Let’s take the Haskell implementation and naïvely attempt to transform it to Java. In A Comparative Study of Language Support for Generic Programming an approach for associated types in Java is laid out. This allows us to recover behavior similar to type families:

public interface Apply<F, A> {
}

public class App<F, A, T extends Apply<F, A>> {

private final T value;

public App(T value) {
this.value = value;
}
}

public interface Functor<F> {
<A, T extends Apply<F, A>, B, U extends Apply<F, B>>
App<F, B, U> fmap(Function<A, B> f, App<F, A, T> x);
}

Everything looks good so far; we have managed to define a Functor interface. Since Java does not have full support for associated types, we introduce the type T (resp. U) as a parameter, using F and A (resp. B) to constrain what is allowed.

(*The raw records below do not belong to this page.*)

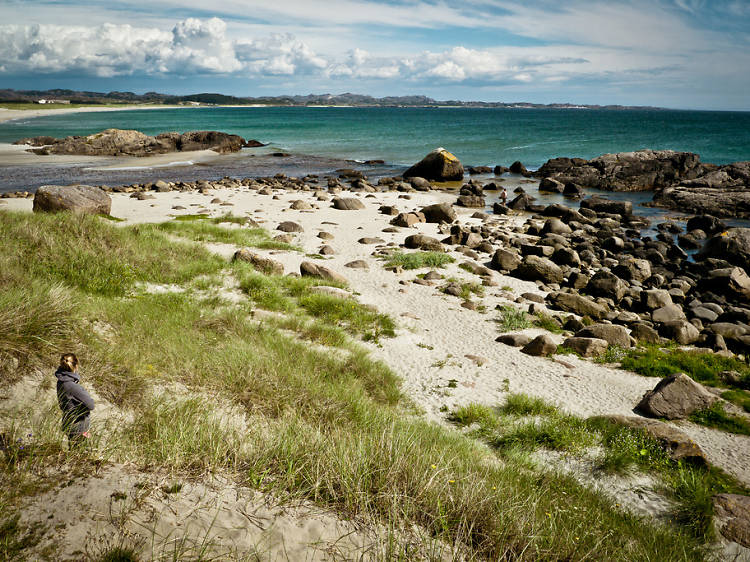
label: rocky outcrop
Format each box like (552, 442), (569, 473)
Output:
(33, 185), (112, 215)
(14, 129), (246, 156)
(636, 373), (718, 420)
(535, 150), (704, 191)
(402, 148), (464, 181)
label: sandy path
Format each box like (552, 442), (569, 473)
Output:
(3, 188), (750, 484)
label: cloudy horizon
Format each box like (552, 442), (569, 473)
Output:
(0, 0), (750, 110)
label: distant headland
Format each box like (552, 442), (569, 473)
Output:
(0, 89), (665, 111)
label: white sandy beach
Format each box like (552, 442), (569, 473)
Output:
(0, 188), (750, 559)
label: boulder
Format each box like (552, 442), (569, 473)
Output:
(333, 197), (365, 211)
(636, 373), (719, 420)
(421, 203), (456, 223)
(586, 270), (627, 302)
(495, 334), (533, 347)
(659, 320), (700, 345)
(521, 334), (557, 357)
(713, 494), (750, 548)
(563, 337), (609, 357)
(513, 256), (564, 283)
(33, 185), (112, 215)
(490, 248), (521, 271)
(402, 148), (464, 181)
(696, 228), (750, 271)
(590, 415), (708, 465)
(651, 304), (687, 323)
(547, 292), (609, 320)
(575, 324), (630, 347)
(299, 261), (347, 284)
(232, 248), (284, 275)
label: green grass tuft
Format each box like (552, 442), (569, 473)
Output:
(385, 252), (456, 269)
(497, 305), (532, 332)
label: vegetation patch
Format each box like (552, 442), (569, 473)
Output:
(385, 252), (456, 269)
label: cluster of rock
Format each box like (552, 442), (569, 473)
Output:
(534, 150), (750, 218)
(13, 129), (262, 156)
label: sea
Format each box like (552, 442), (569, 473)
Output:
(0, 107), (750, 233)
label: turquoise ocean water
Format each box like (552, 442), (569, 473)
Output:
(0, 107), (750, 168)
(0, 107), (750, 234)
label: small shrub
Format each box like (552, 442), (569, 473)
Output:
(690, 402), (750, 435)
(497, 305), (532, 332)
(385, 252), (456, 269)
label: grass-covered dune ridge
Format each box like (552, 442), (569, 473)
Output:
(0, 213), (716, 560)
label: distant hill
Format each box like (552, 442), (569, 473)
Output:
(0, 89), (661, 110)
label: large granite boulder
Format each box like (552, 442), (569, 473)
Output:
(513, 256), (563, 283)
(536, 150), (704, 191)
(636, 373), (718, 420)
(547, 292), (609, 320)
(421, 203), (456, 223)
(299, 261), (347, 285)
(402, 147), (464, 181)
(696, 228), (750, 271)
(33, 185), (112, 215)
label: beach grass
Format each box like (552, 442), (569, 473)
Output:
(0, 209), (720, 561)
(385, 252), (456, 269)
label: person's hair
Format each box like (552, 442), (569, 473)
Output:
(60, 353), (78, 373)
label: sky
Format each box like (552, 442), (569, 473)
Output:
(0, 0), (750, 111)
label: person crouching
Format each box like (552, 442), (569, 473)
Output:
(55, 353), (94, 449)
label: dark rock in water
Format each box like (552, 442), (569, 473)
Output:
(713, 494), (750, 548)
(636, 373), (719, 420)
(589, 416), (712, 464)
(535, 150), (704, 191)
(508, 160), (531, 177)
(521, 334), (557, 357)
(651, 185), (750, 219)
(492, 203), (510, 215)
(16, 129), (245, 156)
(421, 199), (456, 223)
(402, 148), (464, 181)
(699, 267), (750, 302)
(539, 178), (565, 193)
(513, 256), (563, 283)
(33, 185), (112, 215)
(508, 192), (534, 211)
(685, 215), (727, 235)
(581, 195), (633, 217)
(467, 166), (492, 176)
(696, 228), (750, 271)
(575, 324), (630, 347)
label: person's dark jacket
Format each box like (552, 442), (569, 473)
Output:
(55, 369), (94, 436)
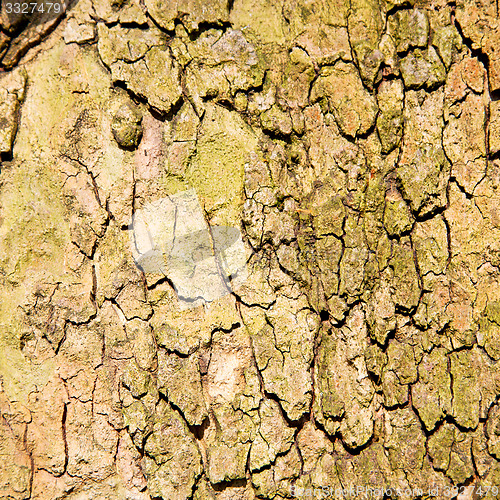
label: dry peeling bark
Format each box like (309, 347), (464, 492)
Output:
(0, 0), (500, 500)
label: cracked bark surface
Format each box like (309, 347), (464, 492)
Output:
(0, 0), (500, 500)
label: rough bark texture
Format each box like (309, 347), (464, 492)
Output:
(0, 0), (500, 500)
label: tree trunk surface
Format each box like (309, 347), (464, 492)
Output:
(0, 0), (500, 500)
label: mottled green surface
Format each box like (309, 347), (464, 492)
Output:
(0, 0), (500, 500)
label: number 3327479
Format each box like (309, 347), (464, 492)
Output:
(5, 2), (66, 14)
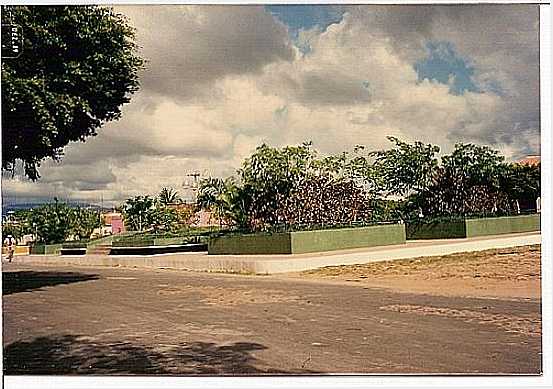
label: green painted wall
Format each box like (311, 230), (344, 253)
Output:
(207, 232), (292, 254)
(291, 224), (405, 254)
(405, 220), (467, 239)
(208, 224), (405, 254)
(466, 214), (541, 237)
(30, 244), (62, 255)
(406, 214), (541, 240)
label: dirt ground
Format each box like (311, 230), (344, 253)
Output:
(287, 245), (541, 299)
(2, 246), (542, 375)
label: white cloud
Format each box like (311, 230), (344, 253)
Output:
(4, 6), (539, 208)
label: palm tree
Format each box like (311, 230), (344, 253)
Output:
(158, 187), (181, 205)
(196, 177), (245, 227)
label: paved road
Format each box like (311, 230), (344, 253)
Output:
(3, 263), (541, 375)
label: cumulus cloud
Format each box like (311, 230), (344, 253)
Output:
(118, 5), (295, 99)
(4, 5), (539, 208)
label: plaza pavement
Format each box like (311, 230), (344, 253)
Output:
(3, 262), (541, 375)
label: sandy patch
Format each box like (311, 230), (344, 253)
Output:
(380, 305), (541, 337)
(290, 245), (541, 299)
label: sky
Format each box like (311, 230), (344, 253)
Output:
(2, 4), (540, 206)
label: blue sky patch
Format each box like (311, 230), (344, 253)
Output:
(414, 42), (479, 95)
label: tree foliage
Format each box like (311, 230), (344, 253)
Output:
(2, 6), (143, 180)
(70, 207), (102, 240)
(371, 137), (440, 196)
(28, 200), (74, 244)
(157, 187), (181, 205)
(194, 137), (540, 230)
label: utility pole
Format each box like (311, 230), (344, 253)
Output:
(186, 172), (201, 201)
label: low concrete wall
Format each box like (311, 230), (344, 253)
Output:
(465, 214), (541, 237)
(207, 232), (292, 255)
(406, 214), (541, 240)
(12, 234), (541, 274)
(30, 243), (62, 255)
(208, 224), (405, 255)
(2, 246), (30, 255)
(405, 220), (467, 240)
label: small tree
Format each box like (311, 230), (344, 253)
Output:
(157, 187), (181, 205)
(500, 163), (541, 208)
(122, 196), (156, 231)
(29, 199), (73, 244)
(70, 207), (102, 240)
(370, 136), (440, 196)
(196, 177), (247, 227)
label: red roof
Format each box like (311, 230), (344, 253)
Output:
(517, 155), (541, 166)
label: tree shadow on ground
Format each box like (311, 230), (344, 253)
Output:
(2, 271), (100, 295)
(4, 335), (313, 375)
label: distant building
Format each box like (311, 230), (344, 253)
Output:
(167, 203), (219, 227)
(102, 212), (125, 235)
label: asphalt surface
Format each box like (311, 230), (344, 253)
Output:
(2, 263), (541, 375)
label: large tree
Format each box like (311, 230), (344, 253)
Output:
(2, 6), (143, 180)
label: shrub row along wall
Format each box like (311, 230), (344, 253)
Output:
(406, 214), (541, 239)
(30, 243), (62, 255)
(208, 224), (405, 254)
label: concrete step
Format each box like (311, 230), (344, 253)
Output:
(86, 244), (111, 255)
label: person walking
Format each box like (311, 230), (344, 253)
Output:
(4, 235), (15, 262)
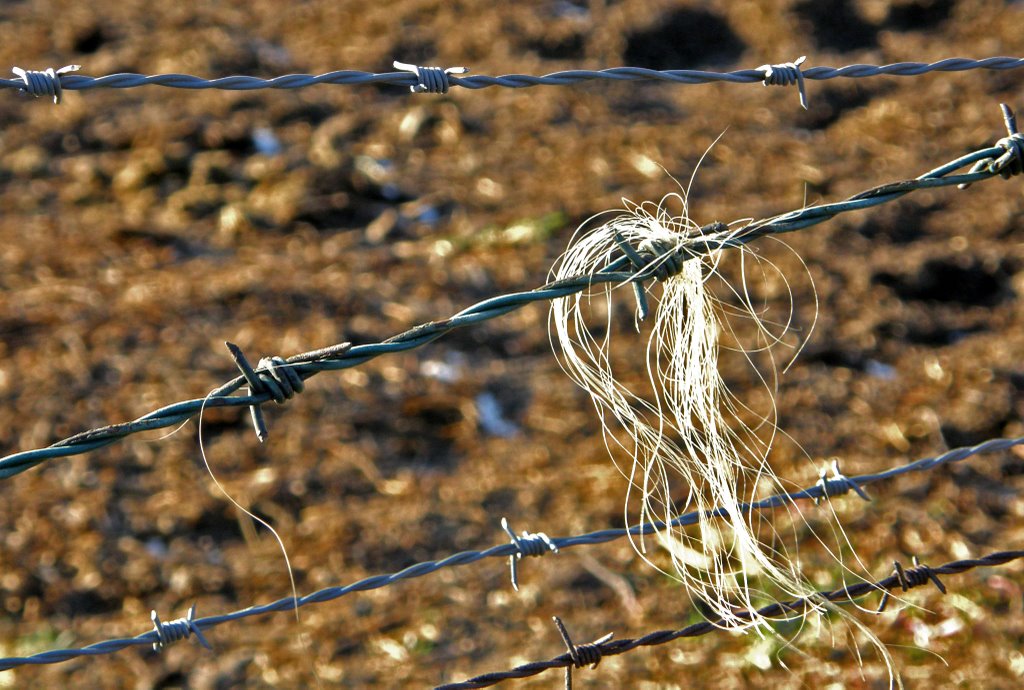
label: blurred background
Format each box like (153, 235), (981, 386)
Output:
(0, 0), (1024, 688)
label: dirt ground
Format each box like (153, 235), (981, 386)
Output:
(0, 0), (1024, 688)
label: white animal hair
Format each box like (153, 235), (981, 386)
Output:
(549, 185), (901, 685)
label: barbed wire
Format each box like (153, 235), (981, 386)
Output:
(436, 551), (1024, 690)
(0, 436), (1024, 672)
(0, 56), (1024, 107)
(0, 104), (1024, 479)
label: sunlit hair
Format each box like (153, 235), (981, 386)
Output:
(549, 170), (899, 683)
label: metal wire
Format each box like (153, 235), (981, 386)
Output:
(0, 56), (1024, 102)
(436, 551), (1024, 690)
(0, 105), (1024, 479)
(0, 436), (1024, 667)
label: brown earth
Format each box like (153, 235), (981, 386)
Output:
(0, 0), (1024, 688)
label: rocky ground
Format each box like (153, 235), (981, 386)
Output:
(0, 0), (1024, 688)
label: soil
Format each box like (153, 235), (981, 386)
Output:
(0, 0), (1024, 688)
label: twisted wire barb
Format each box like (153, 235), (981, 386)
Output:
(0, 436), (1024, 667)
(0, 104), (1024, 479)
(0, 56), (1024, 103)
(436, 551), (1024, 690)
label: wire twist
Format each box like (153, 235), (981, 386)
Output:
(0, 436), (1024, 671)
(150, 604), (213, 652)
(502, 518), (558, 592)
(956, 103), (1024, 189)
(0, 104), (1024, 479)
(551, 615), (615, 690)
(437, 551), (1024, 690)
(224, 341), (306, 443)
(0, 55), (1024, 98)
(11, 64), (82, 105)
(392, 60), (469, 93)
(877, 556), (946, 613)
(614, 221), (729, 320)
(758, 55), (807, 111)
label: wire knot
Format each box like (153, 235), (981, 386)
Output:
(551, 615), (614, 690)
(878, 556), (946, 613)
(813, 458), (871, 506)
(758, 55), (807, 111)
(956, 103), (1024, 189)
(614, 221), (729, 320)
(150, 604), (213, 652)
(502, 518), (558, 592)
(392, 60), (469, 93)
(11, 64), (82, 105)
(224, 342), (305, 442)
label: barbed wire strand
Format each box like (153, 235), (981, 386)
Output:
(0, 56), (1024, 107)
(0, 104), (1024, 479)
(436, 551), (1024, 690)
(0, 436), (1024, 672)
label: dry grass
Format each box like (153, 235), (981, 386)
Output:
(0, 0), (1024, 688)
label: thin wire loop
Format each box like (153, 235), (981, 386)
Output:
(11, 64), (82, 105)
(758, 55), (807, 111)
(0, 104), (1017, 479)
(392, 60), (469, 93)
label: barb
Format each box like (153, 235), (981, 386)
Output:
(0, 105), (1024, 479)
(0, 436), (1024, 667)
(551, 615), (615, 690)
(502, 518), (558, 592)
(6, 56), (1024, 102)
(150, 604), (213, 652)
(437, 551), (1024, 690)
(758, 55), (807, 111)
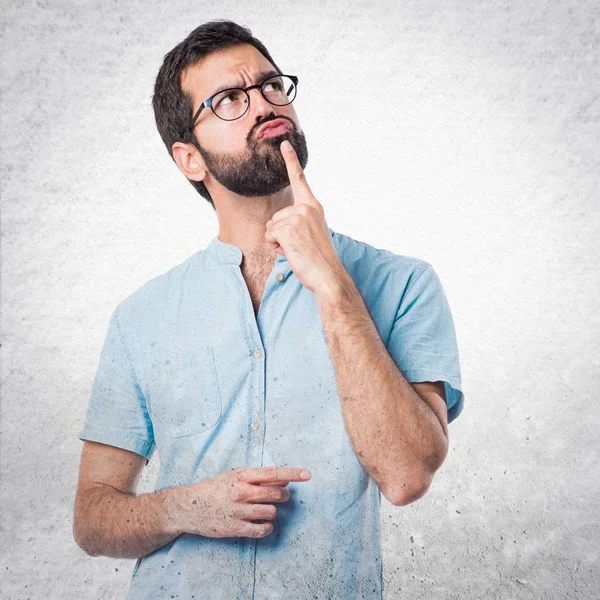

However, the problem surfaces when you attempt to implement Functor. In its definition, we allow T and U to be any subtypes of Apply<F, A> and Apply<F, B>, respectively. But in our implementation, we wish for them to be a specific concrete subtype. Without this, we will not be able to extract a List<B> after performing fmap, since we do not have enough information to conclude that U = List<B>.